Michael Kiwanuka stands centre stage with his eyes closed, shirt hanging awkwardly off his back. The only instrumentation is his guitar and the occasional basslines provided by his friend Pete. It's only when he stops singing and the applause fills the room that you realise he's kept the whole crowd in silent awe.
The 24-year-old sounds like the sort of classic soul man who emerged from the US in the late 1960s or 1970s – specifically Otis Redding or Bill Withers, whose I Don't Know features in the set. Yet Kiwanuka's stark and haunting music is more stripped down, and when he opens his mouth to speak you hear that he is, in fact, a Londoner, with a cockney accent.
Born of Ugandan parentage, Kiwanuka started off as a Nirvana and Radiohead fan playing in rock bands before finding a more soulful calling. But a calling it is: his vocal cords were made to sing soul.
His music is unashamedly retro: Tell Me a Tale has the breezy feel of Van Morrison's Moondance and a brilliant mid-song gear-change, but the likes of Worry Walks Beside Me have a troubled, bleak beauty that resonates with our times. Even his cheerier songs have a dark undercurrent – a seemingly bright love song ends with the punchline that if he can't have her, he'll "leave this world alone".

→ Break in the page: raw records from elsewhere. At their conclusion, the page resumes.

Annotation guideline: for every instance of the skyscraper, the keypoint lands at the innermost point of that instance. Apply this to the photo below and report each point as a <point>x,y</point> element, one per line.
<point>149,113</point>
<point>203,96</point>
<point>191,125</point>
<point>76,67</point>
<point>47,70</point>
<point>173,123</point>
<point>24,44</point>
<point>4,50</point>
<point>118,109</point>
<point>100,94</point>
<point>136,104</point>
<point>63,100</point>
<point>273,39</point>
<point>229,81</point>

But the eerie feel is interrupted by banter with the crowd. "I love you, Michael," someone shouts. "Thank you," he beams, revealing that his first headline tour has felt like throwing a party and not being sure whether anyone would come. But there was plenty of cheer for the sublime dispossessed anthem Home Again. "If I was a millionaire, I'd buy you all a drink," he smiles, an offer which people may hold him to if he deservedly takes off.